Like the Sun, these medium-sized stars are yellow because they have a medium temperature. Their higher temperature causes them to burn their fuel faster. This means they will not live as long, only about 10 billion years or so. Near the end of their lives these medium-sized stars swell up, becoming very large. When this happens to the Sun, it will grow large enough to engulf even the Earth. Eventually they shrink again, leaving behind most of their gas. This gas forms a beautiful cloud around the star called a Planetary Nebula.

Blue stars are large and compact, this causes them to burn their fuel quickly which in turn makes their temperature very hot. These stars often run out of fuel in only 10,000 - 100,000 years.

A blue giant is extremely bright. Like a lighthouse, they shine across a great distance. Even though blue giant stars are rare, they make up many of the stars we see at night because they shine so brightly.

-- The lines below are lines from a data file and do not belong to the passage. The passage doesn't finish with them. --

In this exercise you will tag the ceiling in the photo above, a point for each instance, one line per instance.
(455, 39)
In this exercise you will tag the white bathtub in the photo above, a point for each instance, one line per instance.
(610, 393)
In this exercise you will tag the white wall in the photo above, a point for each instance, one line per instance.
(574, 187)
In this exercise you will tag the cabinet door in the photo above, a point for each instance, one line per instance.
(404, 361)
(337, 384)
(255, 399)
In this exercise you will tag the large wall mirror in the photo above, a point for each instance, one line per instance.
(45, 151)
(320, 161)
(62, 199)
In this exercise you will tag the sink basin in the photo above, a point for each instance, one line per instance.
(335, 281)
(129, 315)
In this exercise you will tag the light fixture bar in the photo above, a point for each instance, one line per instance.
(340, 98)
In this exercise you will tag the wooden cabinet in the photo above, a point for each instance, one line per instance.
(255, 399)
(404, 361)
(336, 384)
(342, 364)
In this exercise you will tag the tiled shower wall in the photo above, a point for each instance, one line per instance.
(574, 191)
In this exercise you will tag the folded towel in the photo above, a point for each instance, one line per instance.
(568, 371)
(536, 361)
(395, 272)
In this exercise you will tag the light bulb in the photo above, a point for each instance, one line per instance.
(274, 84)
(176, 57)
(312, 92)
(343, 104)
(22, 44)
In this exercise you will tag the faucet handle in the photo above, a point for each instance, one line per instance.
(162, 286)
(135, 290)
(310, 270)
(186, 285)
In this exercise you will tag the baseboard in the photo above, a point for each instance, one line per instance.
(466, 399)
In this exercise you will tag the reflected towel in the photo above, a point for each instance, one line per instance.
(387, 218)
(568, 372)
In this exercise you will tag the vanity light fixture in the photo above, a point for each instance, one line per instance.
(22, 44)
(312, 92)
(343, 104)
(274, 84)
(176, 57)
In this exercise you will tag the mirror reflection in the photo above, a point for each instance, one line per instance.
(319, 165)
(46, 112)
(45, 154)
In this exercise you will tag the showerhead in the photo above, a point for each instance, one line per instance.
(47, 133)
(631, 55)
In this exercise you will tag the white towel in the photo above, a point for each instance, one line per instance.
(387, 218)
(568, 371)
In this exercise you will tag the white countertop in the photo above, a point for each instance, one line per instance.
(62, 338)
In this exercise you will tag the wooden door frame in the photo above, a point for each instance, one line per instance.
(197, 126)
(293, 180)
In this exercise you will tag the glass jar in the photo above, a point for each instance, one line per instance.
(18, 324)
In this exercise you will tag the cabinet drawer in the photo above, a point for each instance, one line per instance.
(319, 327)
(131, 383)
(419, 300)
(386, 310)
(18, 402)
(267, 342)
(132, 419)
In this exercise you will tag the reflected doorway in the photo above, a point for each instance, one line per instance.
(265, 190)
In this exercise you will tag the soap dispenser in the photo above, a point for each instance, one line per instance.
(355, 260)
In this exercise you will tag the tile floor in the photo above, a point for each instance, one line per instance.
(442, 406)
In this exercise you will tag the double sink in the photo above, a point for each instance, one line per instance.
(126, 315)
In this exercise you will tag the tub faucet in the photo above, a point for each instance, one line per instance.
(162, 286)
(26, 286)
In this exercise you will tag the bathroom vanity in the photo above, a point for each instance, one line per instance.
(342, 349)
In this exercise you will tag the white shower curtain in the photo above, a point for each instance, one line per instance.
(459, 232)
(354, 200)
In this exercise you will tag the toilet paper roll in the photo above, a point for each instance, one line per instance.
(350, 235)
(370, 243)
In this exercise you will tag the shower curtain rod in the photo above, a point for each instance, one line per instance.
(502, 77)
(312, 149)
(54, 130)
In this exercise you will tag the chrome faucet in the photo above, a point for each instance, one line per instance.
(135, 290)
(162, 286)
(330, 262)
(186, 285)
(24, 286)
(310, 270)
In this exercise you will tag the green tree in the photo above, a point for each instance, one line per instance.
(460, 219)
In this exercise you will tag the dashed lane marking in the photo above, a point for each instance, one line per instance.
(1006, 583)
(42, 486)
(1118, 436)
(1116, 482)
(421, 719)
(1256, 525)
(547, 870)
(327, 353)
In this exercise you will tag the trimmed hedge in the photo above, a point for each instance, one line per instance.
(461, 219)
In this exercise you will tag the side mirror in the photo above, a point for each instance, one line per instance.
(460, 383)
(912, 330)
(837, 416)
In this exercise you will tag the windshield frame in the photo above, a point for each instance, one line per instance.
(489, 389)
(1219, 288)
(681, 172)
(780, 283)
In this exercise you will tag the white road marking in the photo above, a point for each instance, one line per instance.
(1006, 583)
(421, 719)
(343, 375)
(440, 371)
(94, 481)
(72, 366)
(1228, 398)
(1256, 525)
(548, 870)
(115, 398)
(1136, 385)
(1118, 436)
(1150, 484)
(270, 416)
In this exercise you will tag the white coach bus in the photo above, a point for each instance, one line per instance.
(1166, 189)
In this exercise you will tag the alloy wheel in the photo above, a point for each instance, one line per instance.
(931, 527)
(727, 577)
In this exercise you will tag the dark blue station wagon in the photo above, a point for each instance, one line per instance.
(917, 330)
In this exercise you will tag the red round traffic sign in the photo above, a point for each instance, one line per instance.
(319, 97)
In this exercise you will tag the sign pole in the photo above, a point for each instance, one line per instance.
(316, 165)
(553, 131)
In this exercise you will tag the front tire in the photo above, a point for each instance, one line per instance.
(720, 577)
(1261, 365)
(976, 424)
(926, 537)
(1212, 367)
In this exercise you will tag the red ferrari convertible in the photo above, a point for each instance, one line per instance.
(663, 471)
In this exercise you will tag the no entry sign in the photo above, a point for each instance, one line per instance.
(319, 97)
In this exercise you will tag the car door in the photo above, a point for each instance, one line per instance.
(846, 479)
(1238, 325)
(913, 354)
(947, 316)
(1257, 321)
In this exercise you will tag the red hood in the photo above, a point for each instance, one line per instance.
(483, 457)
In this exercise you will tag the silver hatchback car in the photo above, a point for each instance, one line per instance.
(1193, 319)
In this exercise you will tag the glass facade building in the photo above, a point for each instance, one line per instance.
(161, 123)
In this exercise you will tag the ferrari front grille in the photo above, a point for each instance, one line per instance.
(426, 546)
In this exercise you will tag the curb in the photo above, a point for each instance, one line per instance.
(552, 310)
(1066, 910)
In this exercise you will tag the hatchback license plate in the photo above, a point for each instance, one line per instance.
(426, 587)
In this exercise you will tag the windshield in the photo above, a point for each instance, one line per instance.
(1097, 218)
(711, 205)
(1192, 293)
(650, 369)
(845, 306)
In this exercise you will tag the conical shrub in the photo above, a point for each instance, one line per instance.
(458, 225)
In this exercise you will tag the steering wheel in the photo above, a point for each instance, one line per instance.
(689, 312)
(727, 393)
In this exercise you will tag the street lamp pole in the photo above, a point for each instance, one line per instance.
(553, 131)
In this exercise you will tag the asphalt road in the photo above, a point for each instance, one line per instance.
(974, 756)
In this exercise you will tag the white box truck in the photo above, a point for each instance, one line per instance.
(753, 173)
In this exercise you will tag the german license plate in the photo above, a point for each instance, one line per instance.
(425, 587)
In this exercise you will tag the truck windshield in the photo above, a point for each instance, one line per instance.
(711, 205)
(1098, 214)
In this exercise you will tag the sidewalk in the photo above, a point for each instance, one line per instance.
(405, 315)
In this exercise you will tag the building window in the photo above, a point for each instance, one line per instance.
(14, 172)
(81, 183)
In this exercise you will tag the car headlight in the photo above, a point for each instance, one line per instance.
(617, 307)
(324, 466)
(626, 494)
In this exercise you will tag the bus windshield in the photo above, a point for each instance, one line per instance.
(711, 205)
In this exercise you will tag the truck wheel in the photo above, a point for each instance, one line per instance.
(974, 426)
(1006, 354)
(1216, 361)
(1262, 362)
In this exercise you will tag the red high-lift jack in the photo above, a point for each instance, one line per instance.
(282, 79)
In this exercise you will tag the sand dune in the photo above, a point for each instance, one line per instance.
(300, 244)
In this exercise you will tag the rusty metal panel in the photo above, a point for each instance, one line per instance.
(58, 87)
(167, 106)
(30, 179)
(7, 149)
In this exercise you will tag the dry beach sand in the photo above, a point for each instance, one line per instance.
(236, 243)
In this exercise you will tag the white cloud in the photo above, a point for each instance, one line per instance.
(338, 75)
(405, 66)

Blue giant stars die in a spectacular way. They grow larger just like the sun-sized stars, but then instead of shrinking and forming a planetary nebula, they explode in what is called a supernova. Supernova explosions can be brighter than an entire galaxy, and can be seen from very far away.

As a sun-sized star gets old, it starts to run out of its hydrogen fuel. When the process of burning hydrogen in the star's core begins to slow down, the core gets more compact and dense. This means all the stuff in the middle of the star gets really close together. As the center gets smaller and smaller it starts to heat up again. When it gets hot enough it will start to burn a new fuel called helium.

Once ignited, helium burns much hotter than hydrogen. The additional heat pushes the outer layer of the star out much further than it used to be, making the star much larger. Imagine a hot air balloon. As the air inside the balloon gets hotter, it stretches the balloon out further and further. As the giant star gets hotter, its outside stretches out further and further. When our own sun begins to stretch into a giant star, it will engulf Mercury, Venus, Earth and Mars.

A super giant star is the exact same thing as a giant star only much bigger. Remember that as a star gets older it begins to run out of fuel. As the star runs out of fuel, it will start to burn out.

Just like the sun-sized stars, blue giant stars also begin to burn helium. As they do these stars get much hotter. This extra heat makes the outside of an old blue giant star stretch out further.

The only difference between Giant Stars and Super Giant Stars is their size. Super Giant Stars are much bigger. If the Sun were replaced by a super giant star, it would extend from the center of our Solar System almost all the way out to Uranus.

When a large star runs out of fuel it can no longer support its heavy weight. The pressure from the star's massive layers of hydrogen press down forcing the star to get smaller and smaller and smaller. Eventually the star will get even smaller than an atom. Imagine that for a moment, an entire star squashed up into less space than a tiny atom.